『薬屋のひとりごと』ヒットに見る“中華風の世界観”の魅力 ラノベ週間ランキング考察

『薬屋のひとりごと』ヒットに見る“中華風の世界観”の魅力 ラノベ週間ランキング考察

 電撃文庫や角川スニーカー文庫、ファンタジア文庫、GA文庫にガガガ文庫と多々あるライトノベルのレーベルから出た人気シリーズの最新刊を、このところのランキングで押さえて上位に君臨し続けていた作品が、主婦の友インフォスのヒーロー文庫から日向夏が刊行した『薬屋のひとりごと9』だ。

 楽天ブックスがまとめた2月24日(月)~2020年3月1日(日)のライトノベル週間ランキングでは、悠木碧や櫻井孝宏、津田健次郎といった超人気声優が出演しているドラマCD付き限定特装版とともに1位と2位を占めた。なおかつ過去のシリーズ作品が、30位までの間にすべて入る盛況ぶり。なぜにそこまで?という問いに答えるなら、圧倒的に面白いからというのが最適な言葉だ。
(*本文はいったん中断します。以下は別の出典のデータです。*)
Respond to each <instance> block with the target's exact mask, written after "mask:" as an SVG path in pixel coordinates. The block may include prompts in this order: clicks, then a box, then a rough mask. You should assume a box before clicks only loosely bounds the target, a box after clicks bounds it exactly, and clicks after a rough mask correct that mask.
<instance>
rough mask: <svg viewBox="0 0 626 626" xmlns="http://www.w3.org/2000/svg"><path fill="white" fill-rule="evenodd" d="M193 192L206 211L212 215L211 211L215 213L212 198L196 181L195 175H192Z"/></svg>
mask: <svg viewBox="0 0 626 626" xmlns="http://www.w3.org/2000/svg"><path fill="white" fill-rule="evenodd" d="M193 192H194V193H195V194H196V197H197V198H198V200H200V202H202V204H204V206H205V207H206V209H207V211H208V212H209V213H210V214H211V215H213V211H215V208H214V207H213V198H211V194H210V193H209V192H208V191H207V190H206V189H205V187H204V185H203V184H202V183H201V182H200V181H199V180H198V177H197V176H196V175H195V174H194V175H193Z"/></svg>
 テレビでアニメが放送されている訳ではない。ヒーロー文庫では、犬塚惇平「異世界食道」シリーズや、天酒之瓢「ナイツ&マジック」シリーズがテレビアニメ化されている。現実世界にある定食屋が、土曜日だけ異世界とつながってそこに暮らす勇者や騎士、商人に覇王といったファンタジー世界の住人たちが、チキンカレーやメンチカツ、エビフライを食べて喜ぶ「異世界食堂」シリーズも、交通事故で死んだロボットオタクが、転生したファンタジー世界でロボットを作り上げる「ナイツ&マジック」シリーズも、アニメが良い出来で見た人が面白いと感じ、原作を手に取った。そうした“逆流”が「薬屋のひとりごと」シリーズではまだ起こっていない。

 「薬屋のひとりごと」シリーズへの熱い支持は、原作の小説であり、スクウェア・エニックスの『月刊ビッグガンガン』と小学館の『月刊サンデーGX』というふたつのマンガ誌で連載中のコミカライズ版に描かれる物語が良い出来だからだ。

 舞台は中華風の帝国で、皇帝がいて後宮があって官僚がいて軍人がいて市井の人々がいる状況の中、猫猫という名の少女が境遇や立場をものともせず、持っている薬師としての知識を活かし、後宮や王宮で起こるさまざまな事件を解決していくストーリー。そうした活躍で見せるミステリ的な謎解きの面白さがあり、活躍によって高貴な人々から関心や好意を抱かれ、引っ張り上げられて頼られる存在になっていく様に、冴えないわが身を重ねたくなる楽しさがある。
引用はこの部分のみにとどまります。